Mit seinem großen 15-Zöller und der 100 Watt starken Endstufe ist der größte Vertreter der Crush-Serie natürlich eigentlich weitaus mehr als nur ein Übecombo. Er ist durchaus kräftig genug für Proben und Gigs mit Bands, die in moderaten Lautstärken agieren. Die Tiefbass-Entwicklung des kompakten Würfels ist wirklich enorm und der Sound wirkt überaus griffig und solide. Und: obwohl der Combo keinen Hochtöner an Bord hat, wird der Bass erstaunlich detailreich und definiert abgebildet.
Klar, der 15-Zöller schiebt vor allem Tiefbässe und Tiefmitten deutlich in den Vordergrund. Wer auf Hifi-mäßige Schmatzesounds steht, ist hier sicherlich an der falschen Adresse. Probleme mit der tonalen Definition hatte ich mit dem Combo aber zu keinem Zeitpunkt, weil die kräftigen Mitten stets dafür sorgen, dass der Sound ortbar und durchsetzungsstark bleibt.
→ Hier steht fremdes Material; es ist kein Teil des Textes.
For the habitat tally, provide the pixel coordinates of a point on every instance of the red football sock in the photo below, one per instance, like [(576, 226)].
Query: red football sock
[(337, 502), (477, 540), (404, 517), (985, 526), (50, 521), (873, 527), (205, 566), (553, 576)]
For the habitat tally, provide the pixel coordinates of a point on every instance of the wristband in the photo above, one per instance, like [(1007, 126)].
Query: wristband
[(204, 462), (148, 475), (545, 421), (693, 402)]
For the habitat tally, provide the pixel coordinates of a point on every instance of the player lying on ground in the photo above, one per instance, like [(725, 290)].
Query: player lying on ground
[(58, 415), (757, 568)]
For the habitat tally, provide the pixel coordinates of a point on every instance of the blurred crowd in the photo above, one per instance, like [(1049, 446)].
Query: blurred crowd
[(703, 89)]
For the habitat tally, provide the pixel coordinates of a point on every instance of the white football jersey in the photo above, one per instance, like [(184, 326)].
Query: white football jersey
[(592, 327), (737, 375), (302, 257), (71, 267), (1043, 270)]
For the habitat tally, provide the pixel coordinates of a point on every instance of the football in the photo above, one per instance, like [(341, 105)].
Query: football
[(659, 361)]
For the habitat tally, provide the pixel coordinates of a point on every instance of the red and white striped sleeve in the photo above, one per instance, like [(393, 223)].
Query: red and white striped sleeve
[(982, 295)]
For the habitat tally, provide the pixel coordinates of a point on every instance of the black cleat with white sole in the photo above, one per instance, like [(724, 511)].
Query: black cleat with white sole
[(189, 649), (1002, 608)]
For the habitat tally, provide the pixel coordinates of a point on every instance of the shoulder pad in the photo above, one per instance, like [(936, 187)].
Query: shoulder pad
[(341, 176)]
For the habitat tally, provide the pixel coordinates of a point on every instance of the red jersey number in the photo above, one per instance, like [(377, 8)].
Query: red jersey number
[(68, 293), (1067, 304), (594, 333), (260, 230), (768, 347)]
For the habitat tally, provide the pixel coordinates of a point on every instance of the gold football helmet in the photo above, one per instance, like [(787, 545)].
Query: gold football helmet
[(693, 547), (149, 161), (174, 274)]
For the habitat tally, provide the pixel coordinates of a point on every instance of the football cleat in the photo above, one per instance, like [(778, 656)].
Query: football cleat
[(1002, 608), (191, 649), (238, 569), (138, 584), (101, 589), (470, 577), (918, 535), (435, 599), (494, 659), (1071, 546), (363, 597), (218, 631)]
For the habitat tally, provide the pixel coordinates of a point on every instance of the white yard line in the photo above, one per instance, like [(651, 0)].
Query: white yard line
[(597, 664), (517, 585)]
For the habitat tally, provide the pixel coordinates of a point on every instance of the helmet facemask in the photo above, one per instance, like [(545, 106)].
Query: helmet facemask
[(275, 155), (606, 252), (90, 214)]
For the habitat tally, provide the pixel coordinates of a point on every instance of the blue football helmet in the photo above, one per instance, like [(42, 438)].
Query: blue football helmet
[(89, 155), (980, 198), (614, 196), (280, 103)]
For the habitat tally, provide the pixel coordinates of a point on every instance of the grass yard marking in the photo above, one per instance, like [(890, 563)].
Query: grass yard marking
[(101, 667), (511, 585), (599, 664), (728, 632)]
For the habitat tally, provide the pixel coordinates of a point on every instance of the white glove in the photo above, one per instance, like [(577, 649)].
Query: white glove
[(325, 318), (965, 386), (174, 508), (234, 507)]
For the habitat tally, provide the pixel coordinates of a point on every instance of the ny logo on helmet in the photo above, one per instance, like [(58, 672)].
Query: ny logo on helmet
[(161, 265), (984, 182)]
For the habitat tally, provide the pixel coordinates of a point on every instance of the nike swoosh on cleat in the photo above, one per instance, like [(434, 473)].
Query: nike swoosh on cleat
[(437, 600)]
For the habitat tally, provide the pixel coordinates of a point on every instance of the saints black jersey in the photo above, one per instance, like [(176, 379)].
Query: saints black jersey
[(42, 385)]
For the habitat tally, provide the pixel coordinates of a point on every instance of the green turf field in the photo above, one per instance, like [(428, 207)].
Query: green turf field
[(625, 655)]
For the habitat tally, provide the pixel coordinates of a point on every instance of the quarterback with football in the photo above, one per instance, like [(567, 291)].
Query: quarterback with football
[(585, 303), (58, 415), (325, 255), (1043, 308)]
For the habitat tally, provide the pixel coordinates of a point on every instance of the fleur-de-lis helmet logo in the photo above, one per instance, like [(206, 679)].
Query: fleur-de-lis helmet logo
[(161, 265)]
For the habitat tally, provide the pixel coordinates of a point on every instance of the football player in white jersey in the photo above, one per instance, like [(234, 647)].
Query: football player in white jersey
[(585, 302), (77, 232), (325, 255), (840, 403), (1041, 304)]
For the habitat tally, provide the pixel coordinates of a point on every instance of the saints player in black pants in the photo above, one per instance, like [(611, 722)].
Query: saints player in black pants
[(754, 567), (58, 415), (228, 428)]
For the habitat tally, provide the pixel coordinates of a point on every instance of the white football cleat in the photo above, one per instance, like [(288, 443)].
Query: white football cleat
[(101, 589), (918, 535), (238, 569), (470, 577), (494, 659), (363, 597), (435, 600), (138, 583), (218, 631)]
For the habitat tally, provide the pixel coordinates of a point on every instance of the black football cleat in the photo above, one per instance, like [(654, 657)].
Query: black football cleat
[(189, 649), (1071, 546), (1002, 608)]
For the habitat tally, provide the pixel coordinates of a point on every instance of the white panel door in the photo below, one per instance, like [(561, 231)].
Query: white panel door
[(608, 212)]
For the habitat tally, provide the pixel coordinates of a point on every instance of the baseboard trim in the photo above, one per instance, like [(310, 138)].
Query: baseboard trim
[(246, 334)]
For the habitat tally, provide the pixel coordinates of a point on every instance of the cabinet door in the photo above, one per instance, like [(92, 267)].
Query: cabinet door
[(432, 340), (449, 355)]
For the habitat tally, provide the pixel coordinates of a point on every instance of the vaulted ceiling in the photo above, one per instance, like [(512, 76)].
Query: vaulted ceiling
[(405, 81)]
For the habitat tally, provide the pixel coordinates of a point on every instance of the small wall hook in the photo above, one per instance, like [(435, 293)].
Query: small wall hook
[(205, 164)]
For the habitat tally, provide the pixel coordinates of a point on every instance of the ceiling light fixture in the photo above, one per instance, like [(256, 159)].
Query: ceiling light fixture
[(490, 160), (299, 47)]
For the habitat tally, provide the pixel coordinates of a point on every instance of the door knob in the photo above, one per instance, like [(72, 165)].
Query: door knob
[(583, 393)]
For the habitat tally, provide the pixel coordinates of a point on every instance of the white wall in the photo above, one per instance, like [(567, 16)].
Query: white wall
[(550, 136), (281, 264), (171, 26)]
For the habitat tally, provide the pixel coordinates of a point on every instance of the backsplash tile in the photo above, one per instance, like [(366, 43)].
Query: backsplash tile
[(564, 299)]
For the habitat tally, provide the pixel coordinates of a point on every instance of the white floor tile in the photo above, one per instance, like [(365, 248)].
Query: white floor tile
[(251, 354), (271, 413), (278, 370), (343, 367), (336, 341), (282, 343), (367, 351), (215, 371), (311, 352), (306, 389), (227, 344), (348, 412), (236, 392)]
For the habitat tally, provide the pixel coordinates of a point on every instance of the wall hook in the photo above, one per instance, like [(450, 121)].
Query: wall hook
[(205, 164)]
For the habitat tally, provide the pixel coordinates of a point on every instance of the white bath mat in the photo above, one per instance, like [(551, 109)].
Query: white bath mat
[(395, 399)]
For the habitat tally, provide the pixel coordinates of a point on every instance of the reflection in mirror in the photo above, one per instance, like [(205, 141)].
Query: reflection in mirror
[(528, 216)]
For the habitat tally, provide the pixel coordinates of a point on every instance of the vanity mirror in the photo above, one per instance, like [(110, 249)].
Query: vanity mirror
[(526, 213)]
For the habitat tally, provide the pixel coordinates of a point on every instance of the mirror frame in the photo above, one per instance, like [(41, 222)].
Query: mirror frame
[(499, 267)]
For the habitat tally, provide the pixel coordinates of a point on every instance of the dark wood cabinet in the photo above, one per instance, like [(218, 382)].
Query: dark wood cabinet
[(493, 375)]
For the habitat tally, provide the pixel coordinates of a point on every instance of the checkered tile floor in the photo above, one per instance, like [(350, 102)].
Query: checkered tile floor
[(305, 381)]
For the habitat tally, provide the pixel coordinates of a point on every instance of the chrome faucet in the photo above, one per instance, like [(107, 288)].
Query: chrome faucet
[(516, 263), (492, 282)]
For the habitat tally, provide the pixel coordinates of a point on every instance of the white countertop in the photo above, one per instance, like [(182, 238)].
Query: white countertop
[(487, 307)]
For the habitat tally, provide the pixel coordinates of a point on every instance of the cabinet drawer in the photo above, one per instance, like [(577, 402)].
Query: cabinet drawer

Zudem arbeitet der Equalizer des Crush Bass außerordentlich effektiv. Gerade die semi-parametrische Mittensektion erweist sich in der Praxis als überaus potentes Klangwerkzeug. Nölige Tiefmitten in schwierigen Räumen lassen sich mit einem Sweep durch die Mitten schnell aufspüren und anschließend mit einer Absenkung eliminieren.
Genauso leicht kann man auch den Bass mit der passenden Hochmittenfrequenz im Mix nach vorn holen oder mit einer ordentlichen Portion “Attack” versorgen. Ich bin ja prinzipiell ein großer Fan von parametrischen Mitten-EQs in Bassamps, weil der Mittenbereich für die Praxistauglichkeit und den Charakter des Basssounds wirklich ausschlaggebend ist. Deshalb: Sämtliche Daumen hoch für Orange, dass der Crush Bass 100 mit einem derart flexiblen Mitten-EQ ausgestattet wurde!
Trotz meiner Begeisterung sollte ich natürlich auch noch die zwei verbleibenden EQ-Bänder erwähnen, denn sowohl der Bass- als auch der Höhenregler liefern wirklich tolle praxistaugliche Ergebnisse. Der Combo entwickelt von sich aus Low-End ohne Ende, und somit habe ich den Bassregler in der Regel zur “Verschlankung” des Sounds verwendet.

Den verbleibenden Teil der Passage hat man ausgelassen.